NISTNational Institute of Standards and Technology
"(Quantitative) (1) act or process of assigning a number or category to an entity to describe an attribute of that entity; (2) assignment of numbers to objects in a systematic way to represent properties of the object; (3) use of a metric to assign a value (e.g., a number or category) from a scale to an attribute of an entity; (4) set of operations having the object of determining a value of a measure; (5) assignment of values and labels to aspects of software engineering work products, processes, and resources plus the models that are derived from them, whether these models are developed using statistical or other techniques; (6) figure, extent, or amount obtained by measuring"

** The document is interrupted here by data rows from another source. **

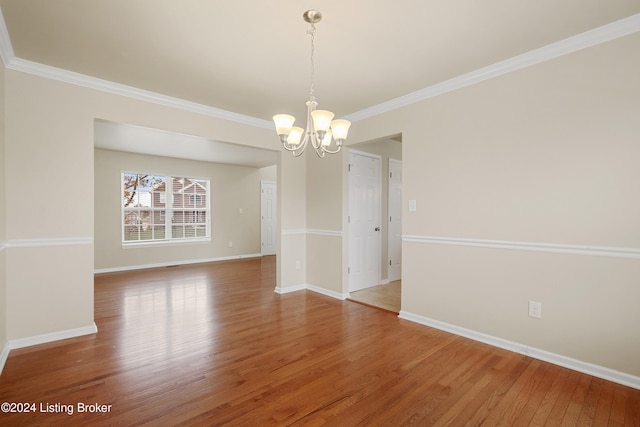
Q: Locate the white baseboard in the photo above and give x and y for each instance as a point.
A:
(328, 293)
(557, 359)
(312, 288)
(4, 355)
(53, 336)
(172, 263)
(290, 289)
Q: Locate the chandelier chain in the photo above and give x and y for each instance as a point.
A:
(312, 33)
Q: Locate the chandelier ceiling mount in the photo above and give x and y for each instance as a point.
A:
(325, 134)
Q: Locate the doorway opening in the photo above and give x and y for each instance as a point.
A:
(385, 291)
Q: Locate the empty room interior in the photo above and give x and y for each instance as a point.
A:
(457, 241)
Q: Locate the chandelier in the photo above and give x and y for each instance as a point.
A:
(326, 135)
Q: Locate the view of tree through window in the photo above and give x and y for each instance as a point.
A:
(164, 208)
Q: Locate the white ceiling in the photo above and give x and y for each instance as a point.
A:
(252, 57)
(137, 139)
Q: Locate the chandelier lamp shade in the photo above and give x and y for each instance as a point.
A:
(325, 134)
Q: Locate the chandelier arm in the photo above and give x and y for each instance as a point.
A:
(326, 150)
(284, 127)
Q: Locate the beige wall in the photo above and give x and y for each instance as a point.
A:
(269, 173)
(548, 154)
(324, 221)
(3, 234)
(232, 188)
(49, 153)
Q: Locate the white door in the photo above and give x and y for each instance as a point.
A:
(268, 199)
(364, 221)
(395, 220)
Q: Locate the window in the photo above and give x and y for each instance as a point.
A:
(164, 208)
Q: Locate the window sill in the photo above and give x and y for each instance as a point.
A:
(174, 242)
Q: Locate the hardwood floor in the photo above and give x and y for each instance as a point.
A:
(386, 297)
(212, 344)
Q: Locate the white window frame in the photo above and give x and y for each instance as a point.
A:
(167, 212)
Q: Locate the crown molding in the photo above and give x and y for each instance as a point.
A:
(589, 38)
(78, 79)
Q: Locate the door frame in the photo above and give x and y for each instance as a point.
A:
(379, 208)
(389, 236)
(275, 231)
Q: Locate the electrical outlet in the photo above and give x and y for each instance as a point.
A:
(535, 309)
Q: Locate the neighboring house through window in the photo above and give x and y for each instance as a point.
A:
(164, 208)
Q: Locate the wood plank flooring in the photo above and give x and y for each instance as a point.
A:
(386, 297)
(212, 344)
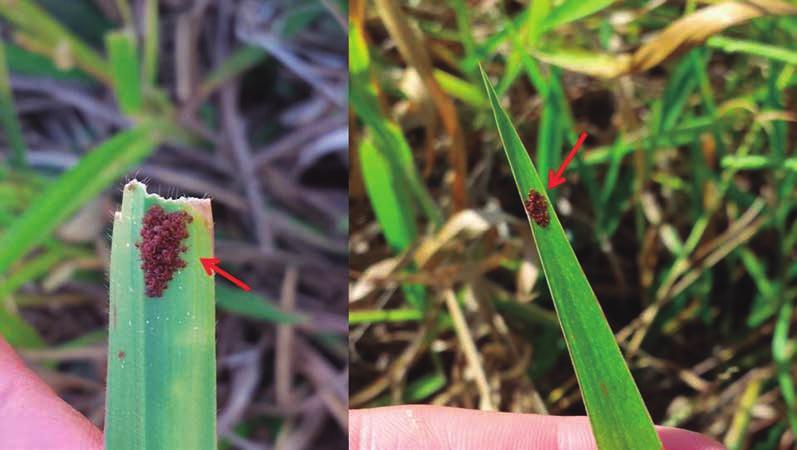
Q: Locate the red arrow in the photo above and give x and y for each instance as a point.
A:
(211, 265)
(556, 178)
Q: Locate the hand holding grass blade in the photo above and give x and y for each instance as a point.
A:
(615, 408)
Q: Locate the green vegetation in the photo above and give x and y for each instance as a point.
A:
(154, 342)
(679, 208)
(96, 93)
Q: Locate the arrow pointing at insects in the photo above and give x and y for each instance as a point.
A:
(211, 266)
(556, 178)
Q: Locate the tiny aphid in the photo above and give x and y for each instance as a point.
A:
(537, 208)
(161, 247)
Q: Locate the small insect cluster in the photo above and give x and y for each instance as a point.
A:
(537, 208)
(161, 247)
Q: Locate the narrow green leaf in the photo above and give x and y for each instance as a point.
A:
(238, 62)
(572, 10)
(95, 172)
(12, 130)
(617, 413)
(387, 136)
(384, 315)
(125, 70)
(161, 351)
(47, 36)
(149, 71)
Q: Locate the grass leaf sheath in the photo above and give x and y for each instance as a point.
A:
(616, 411)
(161, 345)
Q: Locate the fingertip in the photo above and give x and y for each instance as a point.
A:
(34, 417)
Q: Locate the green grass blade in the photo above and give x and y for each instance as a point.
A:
(124, 70)
(47, 36)
(8, 117)
(149, 70)
(460, 89)
(161, 351)
(389, 198)
(384, 315)
(617, 413)
(95, 172)
(730, 45)
(28, 63)
(572, 10)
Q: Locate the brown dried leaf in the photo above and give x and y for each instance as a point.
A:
(694, 29)
(682, 35)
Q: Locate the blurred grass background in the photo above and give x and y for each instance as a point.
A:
(241, 101)
(680, 206)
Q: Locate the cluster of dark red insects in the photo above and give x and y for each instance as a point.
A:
(537, 208)
(161, 247)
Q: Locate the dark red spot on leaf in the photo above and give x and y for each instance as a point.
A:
(537, 208)
(161, 247)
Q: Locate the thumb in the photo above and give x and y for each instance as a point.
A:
(32, 417)
(421, 427)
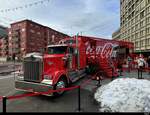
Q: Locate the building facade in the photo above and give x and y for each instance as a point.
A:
(3, 41)
(135, 23)
(27, 36)
(116, 35)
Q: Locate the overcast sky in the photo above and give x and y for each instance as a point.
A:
(98, 18)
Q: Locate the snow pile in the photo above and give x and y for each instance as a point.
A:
(124, 95)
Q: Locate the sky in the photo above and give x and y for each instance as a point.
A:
(98, 18)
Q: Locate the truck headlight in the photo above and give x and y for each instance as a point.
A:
(48, 77)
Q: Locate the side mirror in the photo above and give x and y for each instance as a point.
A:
(64, 58)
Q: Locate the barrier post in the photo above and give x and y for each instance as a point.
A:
(138, 73)
(79, 100)
(141, 73)
(4, 104)
(112, 74)
(99, 81)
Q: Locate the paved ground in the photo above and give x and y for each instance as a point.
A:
(66, 103)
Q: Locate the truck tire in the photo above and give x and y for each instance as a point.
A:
(62, 83)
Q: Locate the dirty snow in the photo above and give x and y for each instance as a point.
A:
(124, 95)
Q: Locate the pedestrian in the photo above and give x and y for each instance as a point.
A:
(129, 59)
(148, 62)
(141, 63)
(120, 68)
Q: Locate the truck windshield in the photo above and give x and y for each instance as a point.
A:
(57, 50)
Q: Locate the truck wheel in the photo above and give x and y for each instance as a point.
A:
(62, 83)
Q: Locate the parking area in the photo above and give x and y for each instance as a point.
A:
(66, 103)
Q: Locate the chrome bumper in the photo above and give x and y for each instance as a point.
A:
(33, 87)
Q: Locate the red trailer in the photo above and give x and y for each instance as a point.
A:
(70, 60)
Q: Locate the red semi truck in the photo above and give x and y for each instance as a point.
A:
(70, 60)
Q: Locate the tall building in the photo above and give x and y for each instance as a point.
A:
(135, 23)
(116, 35)
(3, 41)
(27, 36)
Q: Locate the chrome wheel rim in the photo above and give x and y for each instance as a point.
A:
(59, 85)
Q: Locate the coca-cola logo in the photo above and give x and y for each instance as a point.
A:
(105, 50)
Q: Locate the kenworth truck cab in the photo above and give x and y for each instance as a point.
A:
(68, 61)
(58, 67)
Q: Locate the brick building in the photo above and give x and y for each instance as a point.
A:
(4, 47)
(3, 41)
(27, 36)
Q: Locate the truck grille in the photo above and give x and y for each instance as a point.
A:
(32, 69)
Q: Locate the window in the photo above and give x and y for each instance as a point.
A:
(57, 50)
(148, 30)
(142, 14)
(141, 24)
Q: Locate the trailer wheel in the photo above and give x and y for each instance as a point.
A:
(62, 83)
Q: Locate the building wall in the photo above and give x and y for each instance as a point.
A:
(135, 23)
(4, 47)
(27, 36)
(116, 35)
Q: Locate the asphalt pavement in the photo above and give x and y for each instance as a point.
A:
(66, 103)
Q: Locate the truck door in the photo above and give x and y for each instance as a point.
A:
(71, 59)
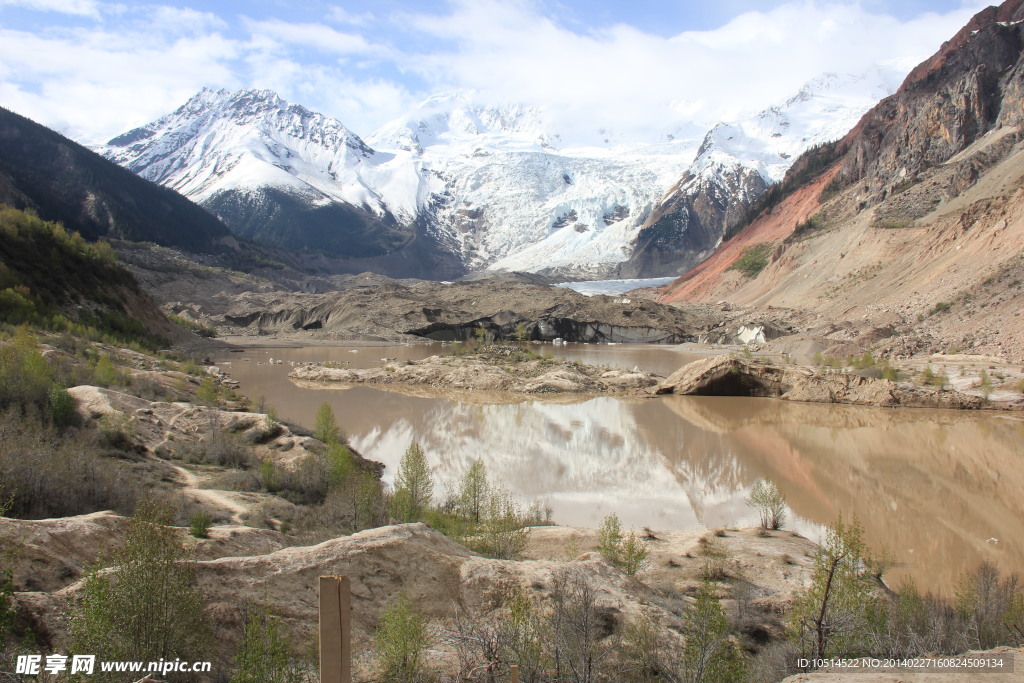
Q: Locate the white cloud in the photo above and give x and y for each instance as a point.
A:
(629, 80)
(95, 84)
(74, 7)
(342, 15)
(135, 63)
(317, 36)
(185, 20)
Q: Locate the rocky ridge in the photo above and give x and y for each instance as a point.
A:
(512, 370)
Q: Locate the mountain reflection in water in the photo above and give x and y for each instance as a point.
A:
(933, 486)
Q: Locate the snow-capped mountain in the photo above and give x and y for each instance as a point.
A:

Source: aime_measurement_2022, citing ISO/IEC 24765
"(Qualitative) (1) a way of learning about social reality [...][that uses] approaches [...] to explore, describe, or explain social phenomen[a]; unpack the meaning people ascribe to activities, situations, events, or [artifacts]; build a depth of understanding about some aspect of social life; build "thick descriptions" (see Clifford Geertz, 1973) of people in naturalistic settings; explore new or underresearched areas; or make micro-macro links (illuminate connections between individuals-groups and institutional and/or cultural contexts). (2) [approaches that] can make visible and unpick the mechanisms which link particular variables, by looking at the explanations, or accounts, provided by those involved. "
Source: Leavy_OHQR_Intro
"Qualitative measurement engages research methods and techniques to provide information about the nature of phenomenon. Qualitative methods are designed for systematic collection, organization, description and interpretation of non-numeric (textual, verbal or visual) data (Hammarberg et. al, 2016). Qualitative measurement generally answers questions about why, for whom, when, and how something is (or is not) observed, whereas quantitative measurement answers questions about what is observed. Elements assessed using qualitative measurement may include contextual norms or meaning, socio-cultural dynamics, individual or collective beliefs, and complex multi-component interactions or interventions (Busetto et. al, 2020)."
Source: Hammarberg_2016_Busetto_2020
"Documentation of assumptions and methods used is a foundational element of qualitative measurement, as the choice of single or combined methods is made based on the phenomenon and its context (Russell & Gregory, 2003). When appropriately paired, qualitative and quantitative measurement can provide corroboration or elaboration, demonstrate use cases, and/or identify conditions for complementarity or contradiction (Brannen, 2005)."